Text Classification (Preview)

With Hyperscience’s Text Classification feature, you can train a model to classify freeform text in documents, emails, and more. This feature allows you to analyze and organize unstructured text by user intent, sentiment, topic, or any custom labels based on your own business rules.

For example, you can use the Text Classification feature to:

  • Classify the medical disorders listed in a patient intake form.

  • Determine the sentiment expressed in a customer comment and apply a label to it (e.g., "positive," "negative").

  • Categorize and prioritize emails by customer intent (e.g., inquiries, complaints, requests to change account information).

With Text Classification, Hyperscience provides you with a block that you can use to classify the text extracted from a specific field, document, or email. The preview version is designed to demonstrate the core functionalities of Text Classification. We will work closely with preview customers and partners to incorporate additional functionalities and changes in the GA (general availability) version. 

In this article, we outline the steps you need to take to classify text. As an example, we’ll focus on classifying text extracted from a specific field.

1.  Obtain the text classification flow from Hyperscience.

If you are interested in using the preview version of Text Classification, reach out to your Hyperscience representative to discuss your intended use of the feature, or send an email to [email protected]. If the feature in its current state can meet your needs, your representative will share a file containing the code for the text classification flow.

2.  Create a CSV file with training data.

To train the text classification model, you need to provide a CSV file that contains your training data. The text classification model will use this training data to learn how to classify text samples from the training set.

The CSV file needs to have two columns:

  • text, which contains the text samples you want to train with, and

  • label, which contains a single label for each text sample. 

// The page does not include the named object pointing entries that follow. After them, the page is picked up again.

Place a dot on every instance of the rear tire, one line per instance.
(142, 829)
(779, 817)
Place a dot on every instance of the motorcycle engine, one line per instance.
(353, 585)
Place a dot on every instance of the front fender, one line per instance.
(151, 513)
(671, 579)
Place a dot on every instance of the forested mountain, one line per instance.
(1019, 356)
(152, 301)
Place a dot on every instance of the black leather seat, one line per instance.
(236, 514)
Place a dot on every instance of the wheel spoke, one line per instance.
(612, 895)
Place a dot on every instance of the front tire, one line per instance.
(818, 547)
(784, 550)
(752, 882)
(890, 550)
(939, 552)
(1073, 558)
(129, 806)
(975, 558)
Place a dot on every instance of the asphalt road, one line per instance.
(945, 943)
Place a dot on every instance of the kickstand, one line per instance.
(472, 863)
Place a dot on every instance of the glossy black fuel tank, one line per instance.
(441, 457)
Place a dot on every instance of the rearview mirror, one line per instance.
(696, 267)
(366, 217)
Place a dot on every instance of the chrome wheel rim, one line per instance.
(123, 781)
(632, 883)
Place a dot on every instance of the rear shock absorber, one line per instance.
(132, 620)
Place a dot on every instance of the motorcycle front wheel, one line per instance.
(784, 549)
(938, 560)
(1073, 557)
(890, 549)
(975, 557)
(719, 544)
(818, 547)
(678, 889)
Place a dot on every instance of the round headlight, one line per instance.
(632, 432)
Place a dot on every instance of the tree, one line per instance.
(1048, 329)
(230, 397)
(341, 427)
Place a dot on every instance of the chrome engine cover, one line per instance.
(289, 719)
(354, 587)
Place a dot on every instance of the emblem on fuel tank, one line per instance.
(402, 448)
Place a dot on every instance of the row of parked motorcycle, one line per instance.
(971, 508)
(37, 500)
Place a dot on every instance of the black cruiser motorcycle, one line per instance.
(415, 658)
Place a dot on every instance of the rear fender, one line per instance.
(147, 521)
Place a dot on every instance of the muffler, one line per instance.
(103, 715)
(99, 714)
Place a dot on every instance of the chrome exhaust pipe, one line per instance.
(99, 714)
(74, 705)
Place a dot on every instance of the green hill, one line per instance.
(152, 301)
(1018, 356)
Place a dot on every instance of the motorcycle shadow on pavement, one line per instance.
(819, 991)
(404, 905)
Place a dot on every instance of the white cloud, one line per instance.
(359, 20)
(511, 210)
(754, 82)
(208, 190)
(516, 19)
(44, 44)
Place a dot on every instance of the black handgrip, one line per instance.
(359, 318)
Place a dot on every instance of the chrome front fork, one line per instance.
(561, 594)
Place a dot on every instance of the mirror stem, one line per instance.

When adding content to your CSV file, keep the following guidelines in mind:

  • Each text sample  / label pair should appear only once in the file.

  • Each text sample should only have one label. Do not include the same text sample multiple times with different labels.

  • Labels need to be consistent across samples. For instance, “positive” and “positive sentiment” will be considered two distinct labels.

  • There should be a minimum of 100 text samples per label. We recommend that you provide more samples than the minimum if you want better performance from the model.

  • If you have more than 50,000 text samples in your CSV file, reach out to your Hyperscience representative for additional guidance before training the model.

  • As is the case for other Hyperscience machine learning models, the quality of the training data dictates the performance of the model. Ground truth errors should be avoided as much as possible.

3.  Create a release for text classification and obtain its UUID.

  1. Choose a layout variation whose extracted text you would like to classify. You can choose any Structured or Semi-structured layout variation.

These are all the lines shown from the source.